JASON: It is all shiraz. We have probably nearly 20,000 shiraz vines planted in the vineyard, and it is all organic. That’s why there’s grass growing under the vines. We don’t use any herbicides or pesticides. It is all natural.
ARETHA: People love our spirits because they’re gluten-free as they’re all made on a grape-based product. If you are coeliac or if you are gluten-intolerant, you can still enjoy the spirits.
How do you make them?
JASON: We start with the shiraz grapes. I ferment the grapes and turn them into alcohol, just like wine. I then distill the wine and it becomes a spirit. Then we put it into barrels and age it for brandy, or I can distill it again to purify it even more and make a neutral spirit for our vodka and other products. We make our gin the same way: it is based on the shiraz-based spirit, and is then infused with botanicals to make gin. Juniper and coriander are the two main ingredients, as well as other ingredients I’ve sourced from the farm, such as the callistemon flowers, lavender, lemon — it is all from the property. I am trying to keep it all as close as possible.
We started with the grappa; then did vodka, which is quadruple distilled. From there we branched out and did lemon schnapps, which is another distilled product — it is pure essence of lemon. It is not like a limoncello in which they add the lemon skin into a neutral spirit; it is actually distilled lemons that are grown here. We also do a Christmas Spice schnapps, which is like a Fireball — a cinnamon-infused whiskey. We also do the Missin’ Ippy Moonshine Liqueur, which is based on a grappa but more approachable, down at nineteen per cent alcohol, then blended with our White Gold Liqueur.

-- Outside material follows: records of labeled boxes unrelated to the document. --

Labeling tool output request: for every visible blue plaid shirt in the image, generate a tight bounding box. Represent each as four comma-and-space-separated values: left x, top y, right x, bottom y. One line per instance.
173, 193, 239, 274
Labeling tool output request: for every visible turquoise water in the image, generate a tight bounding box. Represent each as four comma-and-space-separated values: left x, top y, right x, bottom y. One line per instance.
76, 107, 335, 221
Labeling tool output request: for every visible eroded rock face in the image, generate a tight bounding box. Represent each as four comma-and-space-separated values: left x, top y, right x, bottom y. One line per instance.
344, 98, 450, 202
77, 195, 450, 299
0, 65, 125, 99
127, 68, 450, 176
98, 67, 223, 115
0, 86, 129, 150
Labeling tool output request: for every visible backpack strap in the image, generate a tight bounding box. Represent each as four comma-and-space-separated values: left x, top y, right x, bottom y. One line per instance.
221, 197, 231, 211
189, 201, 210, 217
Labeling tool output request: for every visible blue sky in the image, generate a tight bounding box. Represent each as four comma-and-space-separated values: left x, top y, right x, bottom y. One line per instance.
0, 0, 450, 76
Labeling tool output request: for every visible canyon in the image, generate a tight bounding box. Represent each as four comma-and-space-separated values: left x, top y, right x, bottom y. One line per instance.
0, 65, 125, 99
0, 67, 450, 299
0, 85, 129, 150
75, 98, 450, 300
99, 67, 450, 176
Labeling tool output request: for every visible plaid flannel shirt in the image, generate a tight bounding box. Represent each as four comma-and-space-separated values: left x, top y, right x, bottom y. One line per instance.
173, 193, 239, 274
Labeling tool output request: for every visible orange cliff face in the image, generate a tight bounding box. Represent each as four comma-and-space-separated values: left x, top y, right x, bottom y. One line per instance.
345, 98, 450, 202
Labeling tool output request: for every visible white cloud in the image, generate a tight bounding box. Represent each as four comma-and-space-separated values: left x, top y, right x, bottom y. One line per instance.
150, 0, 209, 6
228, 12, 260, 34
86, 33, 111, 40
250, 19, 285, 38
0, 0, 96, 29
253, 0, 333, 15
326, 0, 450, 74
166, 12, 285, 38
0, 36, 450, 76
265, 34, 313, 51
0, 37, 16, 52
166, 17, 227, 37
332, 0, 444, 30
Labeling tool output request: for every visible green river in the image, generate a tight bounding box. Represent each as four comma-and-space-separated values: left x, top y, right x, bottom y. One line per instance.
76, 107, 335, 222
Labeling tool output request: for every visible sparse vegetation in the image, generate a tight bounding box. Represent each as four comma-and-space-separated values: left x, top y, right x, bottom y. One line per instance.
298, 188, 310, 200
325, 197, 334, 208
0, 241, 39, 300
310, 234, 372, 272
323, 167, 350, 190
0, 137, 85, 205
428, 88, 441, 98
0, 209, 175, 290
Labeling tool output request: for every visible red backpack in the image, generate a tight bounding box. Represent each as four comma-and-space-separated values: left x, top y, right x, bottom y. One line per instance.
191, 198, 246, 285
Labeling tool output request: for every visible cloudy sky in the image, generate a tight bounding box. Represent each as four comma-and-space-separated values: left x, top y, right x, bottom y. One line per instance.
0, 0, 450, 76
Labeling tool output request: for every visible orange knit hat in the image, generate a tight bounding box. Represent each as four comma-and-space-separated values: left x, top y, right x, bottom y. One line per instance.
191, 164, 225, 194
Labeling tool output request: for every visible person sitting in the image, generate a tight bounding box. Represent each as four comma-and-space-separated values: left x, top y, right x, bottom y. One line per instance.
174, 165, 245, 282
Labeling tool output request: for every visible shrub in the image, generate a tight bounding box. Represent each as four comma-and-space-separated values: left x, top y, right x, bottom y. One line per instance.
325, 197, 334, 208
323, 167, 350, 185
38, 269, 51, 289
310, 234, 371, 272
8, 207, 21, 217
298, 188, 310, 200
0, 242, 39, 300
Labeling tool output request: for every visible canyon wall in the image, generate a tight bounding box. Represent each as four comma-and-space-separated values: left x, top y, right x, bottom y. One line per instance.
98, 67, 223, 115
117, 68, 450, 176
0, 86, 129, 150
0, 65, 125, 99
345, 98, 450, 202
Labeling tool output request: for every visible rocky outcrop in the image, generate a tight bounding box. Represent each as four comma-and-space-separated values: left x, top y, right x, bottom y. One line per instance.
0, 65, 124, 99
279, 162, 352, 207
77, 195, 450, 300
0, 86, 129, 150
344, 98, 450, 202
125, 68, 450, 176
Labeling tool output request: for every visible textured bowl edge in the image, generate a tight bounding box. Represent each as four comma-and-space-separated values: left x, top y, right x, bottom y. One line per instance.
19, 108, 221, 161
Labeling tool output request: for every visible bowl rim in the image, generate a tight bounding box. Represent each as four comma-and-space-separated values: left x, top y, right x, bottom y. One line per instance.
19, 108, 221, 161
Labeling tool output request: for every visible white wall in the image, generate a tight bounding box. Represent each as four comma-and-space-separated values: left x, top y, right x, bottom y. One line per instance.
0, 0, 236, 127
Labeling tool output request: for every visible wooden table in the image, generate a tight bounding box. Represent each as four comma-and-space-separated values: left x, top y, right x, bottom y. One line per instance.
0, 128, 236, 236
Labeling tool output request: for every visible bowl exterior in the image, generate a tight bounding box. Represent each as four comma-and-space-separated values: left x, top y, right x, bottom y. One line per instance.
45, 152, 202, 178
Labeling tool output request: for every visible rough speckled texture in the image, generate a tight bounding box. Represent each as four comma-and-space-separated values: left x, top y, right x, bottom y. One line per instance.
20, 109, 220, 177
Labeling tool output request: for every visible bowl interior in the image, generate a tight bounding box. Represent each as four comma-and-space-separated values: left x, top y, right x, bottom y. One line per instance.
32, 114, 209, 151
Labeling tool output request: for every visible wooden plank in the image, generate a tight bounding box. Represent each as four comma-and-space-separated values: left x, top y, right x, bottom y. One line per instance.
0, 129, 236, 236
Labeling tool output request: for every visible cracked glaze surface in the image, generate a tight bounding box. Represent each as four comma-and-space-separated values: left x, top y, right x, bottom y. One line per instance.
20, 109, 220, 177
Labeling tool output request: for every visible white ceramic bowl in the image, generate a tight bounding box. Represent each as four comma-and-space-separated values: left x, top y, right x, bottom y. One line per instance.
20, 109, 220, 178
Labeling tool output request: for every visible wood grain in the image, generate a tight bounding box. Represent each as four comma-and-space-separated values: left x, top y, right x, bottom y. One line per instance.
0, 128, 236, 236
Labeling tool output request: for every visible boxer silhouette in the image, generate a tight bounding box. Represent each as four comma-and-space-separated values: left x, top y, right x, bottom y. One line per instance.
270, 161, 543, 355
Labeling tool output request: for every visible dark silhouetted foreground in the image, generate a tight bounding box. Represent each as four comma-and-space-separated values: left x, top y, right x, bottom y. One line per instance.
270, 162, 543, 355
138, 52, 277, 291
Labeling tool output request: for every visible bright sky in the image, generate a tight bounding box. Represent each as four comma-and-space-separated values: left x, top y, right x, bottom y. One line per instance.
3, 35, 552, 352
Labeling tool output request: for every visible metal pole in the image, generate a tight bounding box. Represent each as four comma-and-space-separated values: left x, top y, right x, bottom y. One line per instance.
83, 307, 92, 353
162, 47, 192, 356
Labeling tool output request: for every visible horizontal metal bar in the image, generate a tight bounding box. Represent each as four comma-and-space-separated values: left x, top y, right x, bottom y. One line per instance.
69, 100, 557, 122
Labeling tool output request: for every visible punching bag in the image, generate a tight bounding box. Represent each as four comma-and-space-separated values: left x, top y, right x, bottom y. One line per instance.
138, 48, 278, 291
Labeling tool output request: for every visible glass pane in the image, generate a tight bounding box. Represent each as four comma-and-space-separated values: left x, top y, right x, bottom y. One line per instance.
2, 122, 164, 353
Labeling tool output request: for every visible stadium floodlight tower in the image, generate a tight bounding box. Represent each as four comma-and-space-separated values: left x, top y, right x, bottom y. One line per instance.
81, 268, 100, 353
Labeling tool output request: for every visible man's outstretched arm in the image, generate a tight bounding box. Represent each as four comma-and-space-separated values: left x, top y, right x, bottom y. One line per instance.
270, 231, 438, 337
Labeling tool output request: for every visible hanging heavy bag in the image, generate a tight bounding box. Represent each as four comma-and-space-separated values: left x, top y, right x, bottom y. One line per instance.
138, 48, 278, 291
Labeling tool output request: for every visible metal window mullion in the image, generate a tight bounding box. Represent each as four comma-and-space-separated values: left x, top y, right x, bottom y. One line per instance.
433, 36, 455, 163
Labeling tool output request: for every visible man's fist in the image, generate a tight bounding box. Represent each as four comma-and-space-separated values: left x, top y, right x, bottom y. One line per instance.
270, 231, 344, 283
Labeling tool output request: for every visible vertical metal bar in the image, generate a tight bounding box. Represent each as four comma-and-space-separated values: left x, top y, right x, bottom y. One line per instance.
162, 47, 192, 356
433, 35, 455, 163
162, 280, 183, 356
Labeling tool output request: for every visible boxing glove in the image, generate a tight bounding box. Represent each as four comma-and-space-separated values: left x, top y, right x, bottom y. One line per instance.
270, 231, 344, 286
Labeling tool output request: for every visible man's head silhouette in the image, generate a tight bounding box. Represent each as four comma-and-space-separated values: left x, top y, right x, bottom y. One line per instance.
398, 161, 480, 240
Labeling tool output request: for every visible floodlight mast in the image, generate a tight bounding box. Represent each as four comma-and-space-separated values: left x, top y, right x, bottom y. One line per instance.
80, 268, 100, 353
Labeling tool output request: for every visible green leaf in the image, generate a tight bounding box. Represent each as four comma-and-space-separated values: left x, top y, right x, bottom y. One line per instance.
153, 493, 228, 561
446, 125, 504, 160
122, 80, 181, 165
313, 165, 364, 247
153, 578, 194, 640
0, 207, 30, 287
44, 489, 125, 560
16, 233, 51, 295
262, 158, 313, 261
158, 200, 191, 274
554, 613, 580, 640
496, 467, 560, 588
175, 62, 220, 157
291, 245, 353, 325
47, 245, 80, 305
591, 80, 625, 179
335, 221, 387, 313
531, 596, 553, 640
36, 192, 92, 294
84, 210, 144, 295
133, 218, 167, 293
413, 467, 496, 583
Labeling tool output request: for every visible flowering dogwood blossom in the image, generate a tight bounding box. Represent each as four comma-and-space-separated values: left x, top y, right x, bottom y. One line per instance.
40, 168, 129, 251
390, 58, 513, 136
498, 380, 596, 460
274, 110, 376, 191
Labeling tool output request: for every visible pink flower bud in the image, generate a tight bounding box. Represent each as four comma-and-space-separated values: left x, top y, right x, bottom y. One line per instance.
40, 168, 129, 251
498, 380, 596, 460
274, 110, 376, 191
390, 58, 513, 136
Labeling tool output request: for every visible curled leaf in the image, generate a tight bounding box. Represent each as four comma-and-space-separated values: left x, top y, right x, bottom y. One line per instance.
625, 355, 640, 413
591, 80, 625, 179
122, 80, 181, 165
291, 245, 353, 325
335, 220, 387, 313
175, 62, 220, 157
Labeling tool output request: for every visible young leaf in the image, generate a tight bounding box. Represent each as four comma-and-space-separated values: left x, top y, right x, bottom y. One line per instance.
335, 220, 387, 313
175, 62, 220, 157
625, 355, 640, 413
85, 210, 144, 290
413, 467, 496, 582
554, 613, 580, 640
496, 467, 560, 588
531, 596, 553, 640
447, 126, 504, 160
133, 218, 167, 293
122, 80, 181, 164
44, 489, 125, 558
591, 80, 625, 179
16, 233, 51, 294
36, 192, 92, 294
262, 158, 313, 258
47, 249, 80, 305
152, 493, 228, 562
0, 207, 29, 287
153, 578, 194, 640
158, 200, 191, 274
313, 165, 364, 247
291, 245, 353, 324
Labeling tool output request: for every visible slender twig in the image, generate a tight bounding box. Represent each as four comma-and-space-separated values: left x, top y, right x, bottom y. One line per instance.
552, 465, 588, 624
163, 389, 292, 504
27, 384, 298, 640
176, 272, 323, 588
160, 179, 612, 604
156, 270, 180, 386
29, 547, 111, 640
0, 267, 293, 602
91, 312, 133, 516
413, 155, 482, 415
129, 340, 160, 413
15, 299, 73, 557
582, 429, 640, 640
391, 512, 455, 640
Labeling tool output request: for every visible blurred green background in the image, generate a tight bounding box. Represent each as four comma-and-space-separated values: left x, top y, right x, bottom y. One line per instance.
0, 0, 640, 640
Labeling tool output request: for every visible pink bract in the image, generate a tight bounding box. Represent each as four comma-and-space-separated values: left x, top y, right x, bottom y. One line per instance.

Tell us about the Missin’ Ippy?
ARETHA: We had the country music festival coming up, so I said, ‘We’re going to make a moonshine!’ Jason looked at me and said, ‘Ah, we don’t make moonshine.’ He did a couple of blends, but I said, ‘No, no. It has to be sweeter. We’re selling it to girls.’ He went away, and he took two of our products and made a blend.
Do you use preservatives?
JASON: We always try to use the minimal amount of preservative that we can in all of the products. We still have to put a little in. It can affect the shelf-life with certain styles of wine, but as you have seen with the organic ’07, it is now ten years old and it is still drinking very nicely and that has nothing in it at all. The way it was made, it was made with a lot of tannin, and tannin is actually a better preservative than the sulphur dioxide.
Do you enter awards?
JASON: Sometimes it is better not to be involved with all of the hype, even though you are getting ratings and so on. Sometimes it is better just to do your own thing, create your own product, and let people decide whether they like it or not.
Is Lev happy with everything you’re doing?
ARETHA: We’re doing our best to fulfil his dream. He had a vision and we’re happy to make it work.
What do you enjoy about living in the region?
ARETHA: Many locals will stop and say hello when the front door is open. It is really very nice. We sell our lemons out the front, and Naughty Little Kids gelato, too, so people stop by for an ice cream in summer. Arthur Clive’s did pies for us, too.
I love the concept that we can all use local produce and work together to promote the area. When I lived in the western suburbs of Brisbane, this area wasn’t somewhere I considered going. I didn’t know about it. Now that we’re recognising the Scenic Rim, people are coming here. It is so close to Brisbane.